Ciao, Sea‑Watch 4. Ahoi, Humanity 1!
Like perhaps no other ship, the Sea-Watch 4 embodies the spirit of the solidarity in civilian sea rescue. Initiated and co-financed by the civil society alliance United 4 Rescue, it first set course for the central Mediterranean in the middle of the dramatic first summer of the Corona pandemic. The message was clear: the newfound societal solidarity must not stop at national borders!
In our first joint mission in August 2020, with Doctors Without Borders providing emergency medical care on board, we rescued more than 200 people from distress at sea while also taking around 150 more from the overcrowded civilian rescue ship Louise Michel, bringing everyone safely ashore. Subsequently, the Sea-Watch 4 also fell victim to another Italian “port state control”, against which we successfully defended ourselves.
Several more politically motivated port state controls and almost 2000 safely disembarked people later, in May 2022 we decided to take another radical step of solidarity – we donated the Sea-Watch 4, including the money needed to operate it for one year, to our friends in SOS Humanity.

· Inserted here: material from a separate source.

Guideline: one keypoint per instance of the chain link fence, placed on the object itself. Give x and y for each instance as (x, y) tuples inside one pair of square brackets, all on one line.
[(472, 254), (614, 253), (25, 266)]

On August 27, the ship set out on its first mission as Humanity 1 and rescued 415 people from distress at sea in four challenging operations. A great success for all of us! Because if the Corona pandemic has taught us one thing, it’s this – one doesn’t master crises with elbows and boundaries. Crises are mastered together or not at all. The Sea-Watch 4 / Humanity 1 shows us again that solidarity is not only empty political talk. In civilian sea rescue, it is a lived practice.
Quo vadis? – All together against Fortress Europe!
While the EU continues to militarize and monitor its southern frontiers, we too – thanks to many creative, unyielding activists – have been able to find new ways and means to throw spanners in the works of this ruthless border regime. First and foremost, of course, through possibly our most successful high-altitude endeavor – our aerial reconnaissance mission, which took off for the first time in 2017 with the aircraft Moonbird. With its new search aircraft Seabird 1 & 2, our Airborne team is now a fundamental pillar of our organization and a core resource for maritime rescue as a whole.
Civilian sea rescuers also need documentation and technical infrastructure. This is why our cooperation project Civil MRCC tries on the one hand to make all the knowledge we have collected over the years available, and on the other to provide the whole movement with the technical means to act faster and in a more coordinated way. Meanwhile, our latest fleet upgrade, the lifeboat Aurora, after safely landing 85 people, according to unfortunate current tradition, was immediately detained by its flag state Great Britain. We too however remain true to our traditions and will fight back. Moreover, in the coming months we will launch a worthy replacement for the Sea-Watch 3 and a renewed declaration of solidarity with the people at sea!
At the same time, of course, fighting with material means is not the ultimate answer. As in 2015, it is still true today that civilian sea rescue should be abolished! But as long as ‘our’ states treat refugees and migrants like intruders to be kept away regardless of the losses, we will stand up to them, continuing to mobilize people and material in order to put an end to this barbarity.
Because no one should have to die in search of a better life.